New Jeep Wrangler JL lives up to expectations
Jeep has become synonymous with off roading and has been etched in the minds of many as a formidable force. First, there was the 1944 Willys Jeep, which really put the company on the map, as a vehicle that could handle any terrain. It was used in World War Two, and gained international acclaim as a work horse.
Now, the brand has unveiled its newest Wrangler, and I’m testing the JL version, which keeps the familiar silhouette, for example, the pronounced wheel arches, the radiator-like front grille, and the circular headlights. However, not everything remained the same as they have made internal modifications throughout for a more comfortable experience. When most persons think about a Jeep Wrangler, they think outdoors and adventures, and for that reason, it has remainedhighly functional, with removable door panels and roof.
This vehicle is categorised as a compact and mid-size SUV, but the truth is, you can’t categorise a Jeep Wrangler because it’s built for an explorer, and that’s it.
Choosing somewhere to go
It’s great when I hear about a vehicle’s ability to go off road, but in the back of my mind, I’m always asking, ‘Can this vehicle survive Jamaican conditions?’ I’ve been to some of the most remote places, where there is just a path, and it is amazing to see how persons use their vehicles to commute, of course, with modifications done by amateur mechanics.

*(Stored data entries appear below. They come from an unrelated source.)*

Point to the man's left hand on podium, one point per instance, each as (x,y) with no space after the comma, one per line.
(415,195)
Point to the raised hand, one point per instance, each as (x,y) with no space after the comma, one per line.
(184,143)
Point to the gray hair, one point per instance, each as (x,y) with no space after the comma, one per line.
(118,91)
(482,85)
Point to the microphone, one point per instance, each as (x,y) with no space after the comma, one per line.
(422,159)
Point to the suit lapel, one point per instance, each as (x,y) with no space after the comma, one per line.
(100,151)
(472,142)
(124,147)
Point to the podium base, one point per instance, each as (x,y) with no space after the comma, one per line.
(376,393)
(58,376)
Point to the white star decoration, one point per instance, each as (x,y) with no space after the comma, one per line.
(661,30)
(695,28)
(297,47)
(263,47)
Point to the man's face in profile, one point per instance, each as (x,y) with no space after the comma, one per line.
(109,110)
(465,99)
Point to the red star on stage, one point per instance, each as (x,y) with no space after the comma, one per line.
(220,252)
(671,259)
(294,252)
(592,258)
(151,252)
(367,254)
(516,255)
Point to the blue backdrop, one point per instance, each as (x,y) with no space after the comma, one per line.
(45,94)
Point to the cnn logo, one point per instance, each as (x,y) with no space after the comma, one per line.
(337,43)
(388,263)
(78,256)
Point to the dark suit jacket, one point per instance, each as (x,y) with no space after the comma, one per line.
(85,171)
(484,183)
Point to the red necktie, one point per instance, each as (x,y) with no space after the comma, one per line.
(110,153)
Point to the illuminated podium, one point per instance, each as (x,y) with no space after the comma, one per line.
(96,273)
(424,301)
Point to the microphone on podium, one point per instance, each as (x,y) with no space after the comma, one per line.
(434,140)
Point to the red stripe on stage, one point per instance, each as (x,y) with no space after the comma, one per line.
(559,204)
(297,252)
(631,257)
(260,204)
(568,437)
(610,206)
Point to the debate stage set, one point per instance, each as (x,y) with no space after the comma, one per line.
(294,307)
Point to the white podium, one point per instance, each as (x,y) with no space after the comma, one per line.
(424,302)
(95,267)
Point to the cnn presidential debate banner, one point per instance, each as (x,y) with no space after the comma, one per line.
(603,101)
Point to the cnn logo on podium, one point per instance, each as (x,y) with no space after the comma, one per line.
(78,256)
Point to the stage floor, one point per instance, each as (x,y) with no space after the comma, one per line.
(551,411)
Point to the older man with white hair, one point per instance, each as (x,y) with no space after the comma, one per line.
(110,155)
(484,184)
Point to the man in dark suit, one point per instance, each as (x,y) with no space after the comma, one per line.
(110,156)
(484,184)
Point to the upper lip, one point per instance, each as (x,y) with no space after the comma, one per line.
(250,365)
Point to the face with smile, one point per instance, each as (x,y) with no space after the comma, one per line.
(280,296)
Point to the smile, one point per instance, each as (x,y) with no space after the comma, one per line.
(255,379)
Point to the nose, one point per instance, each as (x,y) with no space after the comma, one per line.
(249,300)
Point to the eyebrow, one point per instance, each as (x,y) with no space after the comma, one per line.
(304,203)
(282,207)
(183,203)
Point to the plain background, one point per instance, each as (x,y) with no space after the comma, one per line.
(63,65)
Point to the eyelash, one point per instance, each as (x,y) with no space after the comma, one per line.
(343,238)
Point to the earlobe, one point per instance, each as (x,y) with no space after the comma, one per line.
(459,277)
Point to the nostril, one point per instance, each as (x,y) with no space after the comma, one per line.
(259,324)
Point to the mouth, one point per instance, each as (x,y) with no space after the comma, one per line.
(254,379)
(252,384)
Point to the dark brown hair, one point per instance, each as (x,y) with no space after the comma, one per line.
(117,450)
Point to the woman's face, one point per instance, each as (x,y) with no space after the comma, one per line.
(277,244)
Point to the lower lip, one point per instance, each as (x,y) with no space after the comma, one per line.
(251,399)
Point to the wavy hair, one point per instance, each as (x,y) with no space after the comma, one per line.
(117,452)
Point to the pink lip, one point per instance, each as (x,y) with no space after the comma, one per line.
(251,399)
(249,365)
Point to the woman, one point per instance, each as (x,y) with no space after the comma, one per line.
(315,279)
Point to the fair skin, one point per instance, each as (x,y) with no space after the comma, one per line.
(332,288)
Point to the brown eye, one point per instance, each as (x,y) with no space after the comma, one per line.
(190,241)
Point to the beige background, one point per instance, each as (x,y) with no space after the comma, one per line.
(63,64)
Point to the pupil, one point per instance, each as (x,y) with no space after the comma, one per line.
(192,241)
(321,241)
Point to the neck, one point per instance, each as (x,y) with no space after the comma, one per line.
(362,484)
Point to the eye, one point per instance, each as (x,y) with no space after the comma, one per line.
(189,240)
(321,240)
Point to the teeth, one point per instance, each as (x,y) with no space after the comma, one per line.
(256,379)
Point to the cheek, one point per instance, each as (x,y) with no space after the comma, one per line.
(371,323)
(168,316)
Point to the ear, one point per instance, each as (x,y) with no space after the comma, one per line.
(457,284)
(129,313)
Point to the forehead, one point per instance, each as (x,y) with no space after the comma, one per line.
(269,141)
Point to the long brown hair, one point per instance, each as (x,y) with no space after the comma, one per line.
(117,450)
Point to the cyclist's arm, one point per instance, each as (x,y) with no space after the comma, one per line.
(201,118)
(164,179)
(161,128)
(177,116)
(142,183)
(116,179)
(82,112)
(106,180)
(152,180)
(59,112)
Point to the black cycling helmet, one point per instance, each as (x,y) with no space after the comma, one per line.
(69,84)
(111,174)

With all this being said, I wanted to push the Wrangler to see what it could handle. So I got KIG’s blessings, then I reached out to my friend Nigel Wilmot, owner of Wilmotorsports, who modifies several Jeeps, and we found a path that was worthy of the Wrangler’s ability.
We decided to take the journey to Hagley Gap in the Blue Mountain region via Gordon Town. This is the path persons take when they are trying to access the highest point of the Blue Mountains. It starts with a treacherous journey via a motor vehicle, then you stop and park at Hagley Gap. After this, you do a four-hour hike from ‘Jacob’s Ladder’ to the top of the mountain. Luckily for us, we were only doing the driving part.
Experiencing the Vehicle
This vehicle gets all the little things right to ensure that the driver feels comfortable and in control, like the smoothness of how the main gear lever moves. Additionally, the seats are well padded, which is really appreciated when going over uneven surfaces. There is also the reverse camera, which has one of the best resolutions I have seen. It is complemented by sensors and trajectory a reverse line to ensure that the driver doesn’t hit an object.
While on our journey, there were many times that I was on a one-way path, and I had to reverse to give the oncoming vehicle passage. This is when this camera comes in most useful as I was literally driving on a precipice.
Keep in mind that the vehicle also has a very high ground clearance of 10 inches, which makes it great for going over objects. However, due to the high centre of gravity, it won’t be able to go around corners at fast speeds without some body roll. Truth be told, a vehicle like this is not measured by speed, however, it is tested by its off-road performance.
Halfway along the journey, while looking at the beautiful mountains, i decided to take off the roof panels to get a more immersive experience. It was a seamless effort that took about four minutes, and this allowed me to be close to nature. I kept the vehicle in two -heel drive for most of the journey, and the 295 lb-ft of torque proved to be quite powerful to carry my three adult passengers.
It is also equipped with a turbo, which comes on effortlessly and makes the vehicle faster than it needs to be. This is something that drivers are going to truly appreciate as it has the ability to overtake in a swift manner.
Back to the journey on the sinuous road. By the time we reached Mavis Bank, there were some deep puddles of water, which made the path look like an obstacle course. The leading link and trailing-arm suspension managed it with relative ease as it wasn’t too hard or soft. I was surprised that at the end of my journey, my back wasn’t hurting me.
Staying on the inside
The steering has mounted controls at the front and back, and for this reason, it took a while for my muscle memory to adapt. At the front are the controls for the display screen, in the dial cluster, which can be used to view vehicle data. On the other side of the steering are the cruise-control settings. Now on the rear are the multimedia controls like volume and next track.
The interior is a blend between the past and the future, with homage to Willys Jeep based on the vertical dashboard and the cylindrical gear knob. Inside also looks rugged and amphibious, with many of the buttons a bit higher than in the usual vehicle.
In addition, many the knobs are made of hard rubber, and the material throughout can take hard scratches without being destroyed. Even the window controls are high on the centre console and not the door panels due to the fact that the doors can be removed.
Around the back, the seats are equally comfortable, and there are dedicated a/c vents, which was something I was not expecting. Below the roof is a cage bar, which is for safety if the vehicle should turn over when the roof is removed.
With this generation, Jeep has given drivers very few reasons not to like this vehicle. Everything is done with the driver in mind. The brand has also done justice to the purist by keeping many of the things that made the Wrangler a success.